第18話 妖精の森(3)

 疑ってみるものの、クロヴィス殿下の突き刺すような真剣な眼差しが否定する。



「未婚の王族と令嬢がふたりきりでいる。その状況を俺が許している意図を考えたことは……その顔はなかったようだな」



 貴族の婚約者同士でも未婚の内は間違いがあってはならないと、ふたりきりになることは望ましくないと言われている。それは爵位の継承に問題が生じさせないためだ。


 王族は貴族以上に気を配る必要のある立場で、もちろんクロヴィス殿下もそのひとり。


 これまでは私が愛し子であり、彼が守護者であるから、勝手に特例だと思い込んでいた。

 妖精を知らぬ人からみれば、私たちの状況は普通の仲には見えないわけで……



「申し訳ございません」

「やはり、ナディア嬢は純粋に侍女として俺の元に来たんだな。まぁその真面目さと純粋さが良いのだが……まだ俺の片思いか」

「え? 私が愛し子で、ちょうど良いからではなく?」

「君が愛し子だったことは嬉しい要素ではあったが、その前から俺は君に惹かれ、妃にしたいと願った。守護者の伴侶という特殊な立場のため約一か月間の様子見を命じられたが、今日賢者が認めたことで許された。国王も俺の意志を知っている」



 今から一か月前と言ったら、出仕して一週間も経っていないころの話だ。にわかには信じられない。



「どうだ?」

「わ、私は髪の色も暗く、華やかさもありません。教養の面でも、もっと他に相応しいお方がいるはずです」

「何を言ってる。髪の淑やかな青色は露草の花のようで、瞳の透き通る紫はすみれ。この花畑の花たちに負けないくらい綺麗な色だ。それに容姿も派手よりは落ち着いた薄化粧の方が好みだ。なにより君の人間性に惚れた。人生を共にするのなら君のような女性が良い」



 クロヴィス殿下の長い指が、私の露草色の髪の先に絡められた。



「これがナディア嬢にしか叶えられない大きな願いごとだ。俺は君が欲しい」



 慈しむような、それでいて燃えるような愛しさを隠さないエメラルドの眼差しを受けて、私の胸の高鳴りは勝手に強まっていく。

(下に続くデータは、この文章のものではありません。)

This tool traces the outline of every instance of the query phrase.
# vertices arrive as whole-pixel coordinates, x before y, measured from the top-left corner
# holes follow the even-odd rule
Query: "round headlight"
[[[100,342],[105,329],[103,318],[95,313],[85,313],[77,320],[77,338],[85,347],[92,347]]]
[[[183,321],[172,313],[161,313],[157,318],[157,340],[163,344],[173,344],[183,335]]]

 嬉しい。こんなにも誰かから求められたことがないから。



 けれど私から求めてしまったらどうなるか――集まっていた頭の熱が急速に冷えていく。

 お母様の姿を思い出し、怖くなった。人を愛し、求め、望んだ見返りが得られなかった時の絶望と朽ちていく姿は、今も私の中に暗い影を落としている。


 でも何て答えたらいいの?

 言葉が見つからず困惑していると、クロヴィス殿下が表情を緩めて苦笑した。



「君を早く手に入れたくて、俺の気持ちが先走ってしまったようだ。困らせてしまったな」

「その、あまりにも身に余るお話で……気持ちがついていかないと言いますか……」

「そうか。とりあえずナディア嬢の気持ちを無視して婚姻の話を進める気はない。俺は望まれて君を迎え入れたいから待つつもりだ」



 私の髪が彼の指先からするりと抜け、風に靡いた。



「だが、マスカール伯爵家の者が君に危害を加えることがあれば、強制的に話を進めるつもりだ。すまないが、君の過去や現状を調べさせてもらった」

「――っ」



 全て見抜いている目をしていた。妖精に命じれば簡単に分かることなのは理解しているが、改めて伯爵家の闇を突き付けられた気分だ。

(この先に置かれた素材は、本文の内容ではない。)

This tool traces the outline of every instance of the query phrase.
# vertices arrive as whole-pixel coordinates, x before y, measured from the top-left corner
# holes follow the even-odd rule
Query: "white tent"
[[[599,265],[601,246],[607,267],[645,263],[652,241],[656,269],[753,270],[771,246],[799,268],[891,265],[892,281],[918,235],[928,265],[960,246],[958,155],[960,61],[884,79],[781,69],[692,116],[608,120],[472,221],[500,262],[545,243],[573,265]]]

「ナディア嬢が傷付けられるのは許せそうにない。将来の王子妃という肩書は盾になるだろう。心づもりはしておいてくれ」

「……かしこまりました」



 クロヴィス殿下は少し寂しそうな微笑みを浮かべて一転、ニッと歯を見せるように晴れやかに笑った。



「そうなる前に俺は君の心を掴む努力をしなきゃならないみたいだ。覚悟しておいてくれよ」



 まるで難問に挑むことが楽しみだと言わんばかりの、自信に満ちた笑みだ。


 困ったわ。


 クロヴィス殿下は優しい。今は狂犬と呼ばれていることが信じられないくらいに常に国を案じ、妖精を慈しみ、身内には不器用ながら気を配る。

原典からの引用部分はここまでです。